Out-sourcing is rapidly becoming a generally accepted form of selling results instead of (capital) goods or services.
Companies and regions that initiate the change toward a sustainable society rather than suffering the consequences of it through the actions of their competitors will have a head start and be able to position themselves strategically. An old, but in the age of market research somewhat forgotten, truth of economics will play its heavy hand again: Real innovation is always supply driven—the role of demand is one of selection (Giarini and Stahel, 1989/1993).
The shift in the economy toward a more sustainable society and functional economy began some time ago. However, most experts are unaware of the fundamental change, probably because they interpret the signs in terms of the old industrial economic thinking.
A functional society will not solve all the problems of this world, especially not the inherited problems from the past (e.g., pollution cleanup and unemployment of overspecialized production workers); nor will it make the manufacturing sector disappear. The manufacturing sector could well be transformed into a high-volume producer of global standardized components engaged in regionalized remanufacturing products.
A sustainable economy needs an appropriate structure. The characteristics include a regionalization of jobs and skills, such as minimills for material recycling, remanufacturing workshops for products, decentralized production of services (e.g., rental outlets), local upgrading and take-back (comparable with insurance supplemented by centralized design, research, and management centers). Such an economy will consume fewer resources and have a higher resource efficiency, and its production will be characterized by smaller regionalized units with a higher and more skilled labor input. Transport volumes of material goods will diminish and be increasingly replaced by transports of immaterial goods such as recipes instead of food products, software instead of spare parts.

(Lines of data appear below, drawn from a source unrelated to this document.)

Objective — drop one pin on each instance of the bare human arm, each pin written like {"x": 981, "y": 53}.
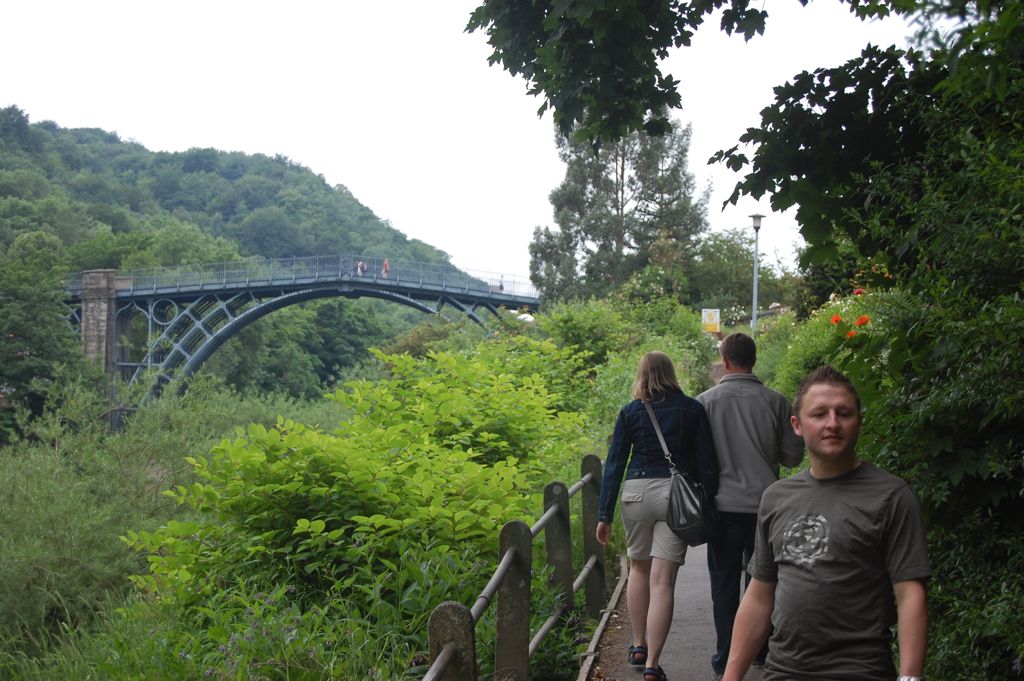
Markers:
{"x": 911, "y": 627}
{"x": 603, "y": 533}
{"x": 751, "y": 629}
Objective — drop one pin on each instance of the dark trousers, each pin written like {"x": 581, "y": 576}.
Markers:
{"x": 728, "y": 554}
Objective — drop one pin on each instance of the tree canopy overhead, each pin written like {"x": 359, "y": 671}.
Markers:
{"x": 622, "y": 208}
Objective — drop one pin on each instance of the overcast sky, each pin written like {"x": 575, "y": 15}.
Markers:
{"x": 388, "y": 97}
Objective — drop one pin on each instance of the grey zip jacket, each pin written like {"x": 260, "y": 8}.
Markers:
{"x": 753, "y": 437}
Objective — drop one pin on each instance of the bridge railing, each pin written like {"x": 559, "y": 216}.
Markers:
{"x": 275, "y": 271}
{"x": 452, "y": 628}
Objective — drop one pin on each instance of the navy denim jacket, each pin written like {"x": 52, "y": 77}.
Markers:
{"x": 687, "y": 432}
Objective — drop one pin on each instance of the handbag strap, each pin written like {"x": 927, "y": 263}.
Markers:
{"x": 660, "y": 437}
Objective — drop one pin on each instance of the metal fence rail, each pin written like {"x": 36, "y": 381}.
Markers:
{"x": 278, "y": 271}
{"x": 453, "y": 626}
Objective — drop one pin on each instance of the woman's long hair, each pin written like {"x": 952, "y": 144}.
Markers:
{"x": 655, "y": 377}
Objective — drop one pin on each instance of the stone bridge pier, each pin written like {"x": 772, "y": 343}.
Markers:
{"x": 99, "y": 308}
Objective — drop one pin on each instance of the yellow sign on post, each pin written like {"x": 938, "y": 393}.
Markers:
{"x": 710, "y": 320}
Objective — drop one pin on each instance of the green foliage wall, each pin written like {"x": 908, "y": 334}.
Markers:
{"x": 379, "y": 519}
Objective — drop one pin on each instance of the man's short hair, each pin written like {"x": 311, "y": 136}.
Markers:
{"x": 827, "y": 375}
{"x": 739, "y": 349}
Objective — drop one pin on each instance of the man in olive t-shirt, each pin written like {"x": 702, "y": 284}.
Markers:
{"x": 840, "y": 557}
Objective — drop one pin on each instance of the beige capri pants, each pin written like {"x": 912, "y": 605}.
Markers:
{"x": 645, "y": 505}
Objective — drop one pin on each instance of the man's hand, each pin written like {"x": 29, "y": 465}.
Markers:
{"x": 751, "y": 629}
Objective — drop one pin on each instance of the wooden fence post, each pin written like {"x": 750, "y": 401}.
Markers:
{"x": 591, "y": 547}
{"x": 558, "y": 539}
{"x": 453, "y": 623}
{"x": 512, "y": 635}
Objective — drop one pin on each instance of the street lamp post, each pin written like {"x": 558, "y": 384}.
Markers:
{"x": 754, "y": 313}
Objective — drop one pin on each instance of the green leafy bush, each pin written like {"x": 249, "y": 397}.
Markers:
{"x": 394, "y": 511}
{"x": 69, "y": 487}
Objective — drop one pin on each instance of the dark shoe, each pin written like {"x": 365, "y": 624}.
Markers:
{"x": 638, "y": 655}
{"x": 652, "y": 674}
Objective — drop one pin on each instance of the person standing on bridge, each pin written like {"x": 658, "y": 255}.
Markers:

For the first time since the beginning of the Industrial Revolution, the economy will offer workplace mobility rather than rely on worker mobility. The more that immaterial goods are transported, the greater the feasibility of telecommuting. Flexible work periods and part-time work are compatible with, and even a necessity for, providing services and results around the clock.
Because services cannot be produced in advance and stored but have to be delivered at the location of the client when needed, the economic disadvantages of peripheral suburban zones will partly disappear, as will most of the environmental burden caused by transportation flows to centralized zones.